# Brazil + Spain Importers Implementation Plan
> **For agentic workers:** REQUIRED: Use superpowers:subagent-driven-development (if subagents available) or superpowers:executing-plans to implement this plan. Steps use checkbox (`- [ ]`) syntax for tracking.
**Goal:** Add two new church importers — horariodemissa.com.br (8,895 Brazilian churches + 28,523 mass times) and misas.org (17,919 Spanish churches with coordinates).
**Architecture:** Chunk 1 (shared prerequisites) must complete first. Tasks 3–5 (Brazil) and Tasks 6–7 (Spain) are independent and can run in parallel as subagents.
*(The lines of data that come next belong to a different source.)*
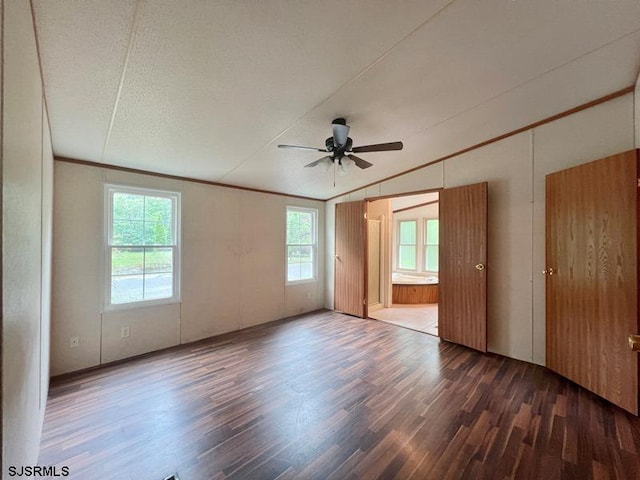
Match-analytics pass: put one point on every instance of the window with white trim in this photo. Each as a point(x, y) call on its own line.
point(407, 244)
point(431, 242)
point(142, 246)
point(302, 242)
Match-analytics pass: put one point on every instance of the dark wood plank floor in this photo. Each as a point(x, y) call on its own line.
point(329, 396)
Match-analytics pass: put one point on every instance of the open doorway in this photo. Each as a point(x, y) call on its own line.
point(403, 261)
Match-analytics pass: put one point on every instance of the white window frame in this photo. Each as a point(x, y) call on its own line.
point(417, 250)
point(176, 213)
point(314, 245)
point(425, 244)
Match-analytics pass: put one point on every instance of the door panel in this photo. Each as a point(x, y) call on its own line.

All scripts follow the established importer pattern: fetch → regex parse → church-matcher dedup → prisma upsert.
**Tech Stack:** TypeScript, tsx, native `fetch`, regex HTML parsing (matchAll), Prisma + pg, church-matcher
**Spec:** `docs/superpowers/specs/2026-03-10-brazil-spain-importers-design.md`
---
## Chunk 1: Shared Prerequisites (schema + church-matcher)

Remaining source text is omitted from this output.